The ascending aorta plays a central role in cushioning the highly pulsatile blood flow from the left ventricle into the steady, non-pulsatile flow, which is delivered to the target organs. Arterial aging throughout the lifespan is associated with a decrease of this function resulting in subclinical damage to high-flow, low-resistance organs such as the heart, brain, and kidney increasing the risk for cardiovascular mortality [8, 16].
The infrarenal part of the aorta and its association with cardiovascular mortality is interesting from a practical view, because of its easy approach using ultrasound and the fact that this aortic segment is prone to dilate, which makes it a common location for aneurysm formation. Ultrasound-based studies could confirm the association of increased infrarenal aortic diameter with future CVD events, as well as cardiovascular and all-cause mortality [17, 18].
However, our study does not support all the results of the above-mentioned studies. Differences in the samples (e.g., with respect to the distribution of age or of standard CVD risk factors), in the exact endpoints used (incident CVD as defined above, cardiovascular mortality, all-cause mortality), indexing of the exposure variables (the aortic diameters to BMI or BSA) and different imaging modalities (ultrasound vs CT vs MRI) might contribute to the observed differences.

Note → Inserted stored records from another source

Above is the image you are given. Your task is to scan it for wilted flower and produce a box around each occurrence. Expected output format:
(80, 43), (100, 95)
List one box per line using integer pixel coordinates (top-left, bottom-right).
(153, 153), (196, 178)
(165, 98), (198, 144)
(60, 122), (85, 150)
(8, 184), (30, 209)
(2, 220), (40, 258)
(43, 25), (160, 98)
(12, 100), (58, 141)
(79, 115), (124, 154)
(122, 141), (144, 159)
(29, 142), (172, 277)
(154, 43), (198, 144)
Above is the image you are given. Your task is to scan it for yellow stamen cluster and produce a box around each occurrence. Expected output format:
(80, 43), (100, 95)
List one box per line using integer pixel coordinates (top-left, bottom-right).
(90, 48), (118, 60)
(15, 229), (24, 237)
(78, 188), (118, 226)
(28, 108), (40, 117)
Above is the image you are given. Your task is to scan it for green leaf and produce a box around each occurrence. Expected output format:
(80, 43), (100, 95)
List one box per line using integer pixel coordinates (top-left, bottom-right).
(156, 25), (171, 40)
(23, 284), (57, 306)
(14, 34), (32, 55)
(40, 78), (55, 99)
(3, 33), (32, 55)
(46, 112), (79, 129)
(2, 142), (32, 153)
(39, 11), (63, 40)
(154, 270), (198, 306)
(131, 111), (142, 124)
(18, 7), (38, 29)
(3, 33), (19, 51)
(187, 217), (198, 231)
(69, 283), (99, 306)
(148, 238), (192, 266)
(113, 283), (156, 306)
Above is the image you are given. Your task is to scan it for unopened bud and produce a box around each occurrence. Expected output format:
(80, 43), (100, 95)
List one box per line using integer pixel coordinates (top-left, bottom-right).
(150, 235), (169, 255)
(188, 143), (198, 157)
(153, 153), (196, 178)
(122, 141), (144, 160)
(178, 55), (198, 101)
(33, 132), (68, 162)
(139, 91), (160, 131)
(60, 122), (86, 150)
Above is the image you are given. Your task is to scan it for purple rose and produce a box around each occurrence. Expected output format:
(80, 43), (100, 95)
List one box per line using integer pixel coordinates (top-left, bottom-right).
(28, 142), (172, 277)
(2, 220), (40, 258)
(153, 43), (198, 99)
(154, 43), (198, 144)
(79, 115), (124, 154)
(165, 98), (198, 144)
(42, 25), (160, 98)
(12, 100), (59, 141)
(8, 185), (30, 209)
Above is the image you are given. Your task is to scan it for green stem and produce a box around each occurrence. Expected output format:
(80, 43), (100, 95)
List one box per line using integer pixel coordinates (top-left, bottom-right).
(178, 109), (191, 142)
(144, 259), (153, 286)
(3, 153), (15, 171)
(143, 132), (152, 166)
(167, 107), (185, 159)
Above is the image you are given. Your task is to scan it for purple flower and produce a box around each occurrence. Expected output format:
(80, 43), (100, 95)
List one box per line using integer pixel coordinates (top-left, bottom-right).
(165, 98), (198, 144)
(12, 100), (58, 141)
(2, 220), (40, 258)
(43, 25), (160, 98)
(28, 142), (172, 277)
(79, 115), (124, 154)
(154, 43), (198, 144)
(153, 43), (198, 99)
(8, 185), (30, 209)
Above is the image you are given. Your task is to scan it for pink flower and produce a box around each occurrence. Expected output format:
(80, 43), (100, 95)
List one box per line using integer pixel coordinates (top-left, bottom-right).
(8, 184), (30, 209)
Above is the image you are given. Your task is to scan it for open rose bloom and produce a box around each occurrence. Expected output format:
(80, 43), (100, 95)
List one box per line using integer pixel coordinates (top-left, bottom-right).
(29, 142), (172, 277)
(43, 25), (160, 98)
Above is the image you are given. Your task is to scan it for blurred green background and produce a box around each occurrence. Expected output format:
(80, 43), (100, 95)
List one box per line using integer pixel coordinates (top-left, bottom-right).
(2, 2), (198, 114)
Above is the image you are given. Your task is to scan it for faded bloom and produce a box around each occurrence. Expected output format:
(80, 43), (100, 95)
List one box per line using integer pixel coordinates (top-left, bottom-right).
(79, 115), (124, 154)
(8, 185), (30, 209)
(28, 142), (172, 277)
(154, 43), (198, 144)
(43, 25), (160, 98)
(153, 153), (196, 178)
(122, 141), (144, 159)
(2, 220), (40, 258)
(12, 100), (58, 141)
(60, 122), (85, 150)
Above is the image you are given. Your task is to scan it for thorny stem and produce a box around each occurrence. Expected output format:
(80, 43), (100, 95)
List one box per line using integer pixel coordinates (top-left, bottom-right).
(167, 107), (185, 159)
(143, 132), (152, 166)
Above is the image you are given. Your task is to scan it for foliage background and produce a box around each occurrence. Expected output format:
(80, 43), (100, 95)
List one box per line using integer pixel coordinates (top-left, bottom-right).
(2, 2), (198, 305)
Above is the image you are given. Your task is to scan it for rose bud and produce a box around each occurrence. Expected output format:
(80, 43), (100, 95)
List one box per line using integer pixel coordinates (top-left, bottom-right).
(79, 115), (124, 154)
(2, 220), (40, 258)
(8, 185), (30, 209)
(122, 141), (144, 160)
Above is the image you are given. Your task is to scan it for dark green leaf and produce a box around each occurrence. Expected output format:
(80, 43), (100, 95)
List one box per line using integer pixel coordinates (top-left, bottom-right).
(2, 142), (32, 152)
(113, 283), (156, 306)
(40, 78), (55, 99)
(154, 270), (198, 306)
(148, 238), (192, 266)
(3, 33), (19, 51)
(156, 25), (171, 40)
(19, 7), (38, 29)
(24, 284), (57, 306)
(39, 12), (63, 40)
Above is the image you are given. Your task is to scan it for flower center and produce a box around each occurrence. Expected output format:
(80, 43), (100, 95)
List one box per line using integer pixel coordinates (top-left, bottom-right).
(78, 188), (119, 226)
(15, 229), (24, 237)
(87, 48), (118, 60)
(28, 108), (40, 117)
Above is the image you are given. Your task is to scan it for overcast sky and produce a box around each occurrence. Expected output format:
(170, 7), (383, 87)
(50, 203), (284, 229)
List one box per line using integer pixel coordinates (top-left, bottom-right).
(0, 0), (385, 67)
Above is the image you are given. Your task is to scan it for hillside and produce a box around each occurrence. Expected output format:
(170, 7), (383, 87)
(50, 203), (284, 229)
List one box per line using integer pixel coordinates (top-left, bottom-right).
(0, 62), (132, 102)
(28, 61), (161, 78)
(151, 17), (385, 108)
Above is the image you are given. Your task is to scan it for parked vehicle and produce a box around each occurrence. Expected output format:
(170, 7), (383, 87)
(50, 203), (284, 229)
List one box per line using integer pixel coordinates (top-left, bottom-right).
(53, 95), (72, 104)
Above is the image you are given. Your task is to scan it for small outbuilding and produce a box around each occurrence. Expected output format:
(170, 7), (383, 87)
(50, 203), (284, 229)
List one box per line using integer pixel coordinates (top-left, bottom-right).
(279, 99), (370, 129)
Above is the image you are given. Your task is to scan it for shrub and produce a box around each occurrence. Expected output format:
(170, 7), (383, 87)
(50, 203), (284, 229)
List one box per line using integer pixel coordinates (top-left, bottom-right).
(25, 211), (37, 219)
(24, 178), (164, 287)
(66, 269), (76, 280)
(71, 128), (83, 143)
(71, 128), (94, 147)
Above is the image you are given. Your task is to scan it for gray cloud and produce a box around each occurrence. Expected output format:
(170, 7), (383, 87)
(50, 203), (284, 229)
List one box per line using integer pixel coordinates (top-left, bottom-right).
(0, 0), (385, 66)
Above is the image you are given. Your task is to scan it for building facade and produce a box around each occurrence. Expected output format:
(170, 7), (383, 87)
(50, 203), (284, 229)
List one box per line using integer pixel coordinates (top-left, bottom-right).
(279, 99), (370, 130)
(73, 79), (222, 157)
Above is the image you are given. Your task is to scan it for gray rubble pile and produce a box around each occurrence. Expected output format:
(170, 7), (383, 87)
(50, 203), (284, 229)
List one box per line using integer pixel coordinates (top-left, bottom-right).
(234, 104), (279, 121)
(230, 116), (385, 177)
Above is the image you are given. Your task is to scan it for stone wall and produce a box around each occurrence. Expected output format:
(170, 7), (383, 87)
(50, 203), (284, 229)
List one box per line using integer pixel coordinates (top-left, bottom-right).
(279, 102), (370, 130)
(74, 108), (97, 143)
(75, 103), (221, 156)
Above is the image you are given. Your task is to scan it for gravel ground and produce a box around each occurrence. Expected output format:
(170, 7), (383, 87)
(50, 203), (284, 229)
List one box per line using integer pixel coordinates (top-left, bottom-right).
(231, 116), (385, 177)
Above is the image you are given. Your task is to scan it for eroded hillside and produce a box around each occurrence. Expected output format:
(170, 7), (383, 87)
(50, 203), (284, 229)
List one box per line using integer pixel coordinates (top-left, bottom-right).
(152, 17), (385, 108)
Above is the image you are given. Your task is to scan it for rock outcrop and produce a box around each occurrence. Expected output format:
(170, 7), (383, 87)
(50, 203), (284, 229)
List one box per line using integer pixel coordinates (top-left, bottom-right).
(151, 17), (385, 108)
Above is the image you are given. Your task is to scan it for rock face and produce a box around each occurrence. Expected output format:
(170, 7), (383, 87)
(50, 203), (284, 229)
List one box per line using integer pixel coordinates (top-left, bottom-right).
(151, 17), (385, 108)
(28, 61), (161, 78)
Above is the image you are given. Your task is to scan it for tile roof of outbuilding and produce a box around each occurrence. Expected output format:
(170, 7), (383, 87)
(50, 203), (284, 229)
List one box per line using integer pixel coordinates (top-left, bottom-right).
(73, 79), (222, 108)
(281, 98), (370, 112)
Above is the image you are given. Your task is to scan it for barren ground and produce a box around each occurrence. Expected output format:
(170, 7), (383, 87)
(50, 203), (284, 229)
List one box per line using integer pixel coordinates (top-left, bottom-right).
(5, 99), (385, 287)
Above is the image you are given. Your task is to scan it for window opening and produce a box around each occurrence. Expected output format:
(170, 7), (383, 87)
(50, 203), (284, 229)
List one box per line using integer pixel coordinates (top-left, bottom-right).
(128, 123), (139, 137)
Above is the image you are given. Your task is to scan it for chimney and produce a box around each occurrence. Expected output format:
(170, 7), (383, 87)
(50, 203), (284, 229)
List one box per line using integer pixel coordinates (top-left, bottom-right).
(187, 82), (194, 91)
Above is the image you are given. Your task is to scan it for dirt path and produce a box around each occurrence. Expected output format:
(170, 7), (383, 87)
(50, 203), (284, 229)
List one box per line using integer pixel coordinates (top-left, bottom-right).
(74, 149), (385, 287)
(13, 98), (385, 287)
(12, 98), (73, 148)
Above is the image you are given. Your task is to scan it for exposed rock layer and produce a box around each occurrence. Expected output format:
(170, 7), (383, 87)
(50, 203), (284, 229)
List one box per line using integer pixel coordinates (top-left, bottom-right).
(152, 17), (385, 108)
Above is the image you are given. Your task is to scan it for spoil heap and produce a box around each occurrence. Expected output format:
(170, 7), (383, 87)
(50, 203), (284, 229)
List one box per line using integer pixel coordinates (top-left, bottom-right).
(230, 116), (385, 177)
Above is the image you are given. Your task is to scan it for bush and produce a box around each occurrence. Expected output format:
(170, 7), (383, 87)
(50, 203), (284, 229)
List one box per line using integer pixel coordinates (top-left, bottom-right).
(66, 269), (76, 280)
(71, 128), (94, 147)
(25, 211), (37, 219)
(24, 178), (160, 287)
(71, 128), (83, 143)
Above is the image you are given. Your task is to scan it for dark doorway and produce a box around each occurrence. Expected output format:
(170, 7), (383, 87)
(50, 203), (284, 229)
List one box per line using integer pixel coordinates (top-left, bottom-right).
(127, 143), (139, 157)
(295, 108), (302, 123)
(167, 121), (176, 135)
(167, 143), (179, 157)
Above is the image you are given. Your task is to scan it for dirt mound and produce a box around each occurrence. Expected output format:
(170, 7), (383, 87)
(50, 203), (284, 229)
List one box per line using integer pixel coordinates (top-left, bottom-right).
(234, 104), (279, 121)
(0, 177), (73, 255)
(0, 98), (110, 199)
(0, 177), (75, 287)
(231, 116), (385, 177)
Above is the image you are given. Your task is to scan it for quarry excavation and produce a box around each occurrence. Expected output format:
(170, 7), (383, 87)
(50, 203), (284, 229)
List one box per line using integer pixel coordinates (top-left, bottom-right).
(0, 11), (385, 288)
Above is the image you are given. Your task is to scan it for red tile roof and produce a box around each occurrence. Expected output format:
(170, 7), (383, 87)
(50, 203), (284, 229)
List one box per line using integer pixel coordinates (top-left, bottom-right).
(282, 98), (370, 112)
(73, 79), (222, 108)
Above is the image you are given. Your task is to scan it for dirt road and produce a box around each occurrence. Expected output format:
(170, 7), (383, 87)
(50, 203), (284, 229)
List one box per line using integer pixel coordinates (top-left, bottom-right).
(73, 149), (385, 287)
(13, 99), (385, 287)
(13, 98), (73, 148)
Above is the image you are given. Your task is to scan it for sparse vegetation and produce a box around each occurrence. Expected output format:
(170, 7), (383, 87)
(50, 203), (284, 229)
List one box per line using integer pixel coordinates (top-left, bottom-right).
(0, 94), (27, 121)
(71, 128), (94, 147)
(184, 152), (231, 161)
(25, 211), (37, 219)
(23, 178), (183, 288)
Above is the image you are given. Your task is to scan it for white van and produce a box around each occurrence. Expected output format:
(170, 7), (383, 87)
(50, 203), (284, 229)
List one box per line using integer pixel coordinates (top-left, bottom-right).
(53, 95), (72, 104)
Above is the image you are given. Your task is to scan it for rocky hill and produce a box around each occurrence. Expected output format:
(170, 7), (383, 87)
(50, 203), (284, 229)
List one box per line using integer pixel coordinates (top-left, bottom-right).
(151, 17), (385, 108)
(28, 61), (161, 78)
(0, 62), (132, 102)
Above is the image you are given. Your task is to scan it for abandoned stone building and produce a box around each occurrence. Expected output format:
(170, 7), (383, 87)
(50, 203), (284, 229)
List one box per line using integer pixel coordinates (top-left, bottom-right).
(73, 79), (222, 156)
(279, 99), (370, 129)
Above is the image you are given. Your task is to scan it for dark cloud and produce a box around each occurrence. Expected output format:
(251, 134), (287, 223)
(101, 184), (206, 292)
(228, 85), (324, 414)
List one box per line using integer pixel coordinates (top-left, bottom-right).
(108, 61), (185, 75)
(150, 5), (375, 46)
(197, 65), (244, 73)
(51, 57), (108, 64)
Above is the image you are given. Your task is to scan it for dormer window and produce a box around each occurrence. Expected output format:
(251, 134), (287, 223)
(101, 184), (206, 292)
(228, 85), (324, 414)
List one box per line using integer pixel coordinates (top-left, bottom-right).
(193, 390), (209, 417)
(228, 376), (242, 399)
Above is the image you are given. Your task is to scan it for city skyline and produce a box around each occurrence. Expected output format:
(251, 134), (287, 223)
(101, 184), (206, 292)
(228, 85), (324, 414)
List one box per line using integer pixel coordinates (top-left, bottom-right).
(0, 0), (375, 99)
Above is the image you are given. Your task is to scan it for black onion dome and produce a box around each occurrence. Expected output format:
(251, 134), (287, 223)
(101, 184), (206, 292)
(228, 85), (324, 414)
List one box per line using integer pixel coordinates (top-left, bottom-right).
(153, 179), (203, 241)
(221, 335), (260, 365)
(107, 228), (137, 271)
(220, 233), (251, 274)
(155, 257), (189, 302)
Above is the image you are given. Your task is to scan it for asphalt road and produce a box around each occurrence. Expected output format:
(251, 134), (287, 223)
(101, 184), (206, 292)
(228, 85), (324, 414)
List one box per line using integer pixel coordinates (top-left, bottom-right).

In addition, we observed that in participants with a higher BMI (above the median), a stronger association between the ascending thoracic aorta on cardiovascular mortality was present, whereas in participants with a lower BMI (below the median), a stronger association of the ascending thoracic aorta with all-cause mortality was observed.
The reasons for the association of aortic diameter with all-cause mortality are not well understood. However, age-associated vascular remodeling including an increase in diameter activates a multifactorial, inflammatory response. This may explain the association of increased aortic diameters with nonvascular causes of death including malignancy, infection, and neurodegenerative disorders, that are also characterized by a chronic inflammatory state [8, 19, 20].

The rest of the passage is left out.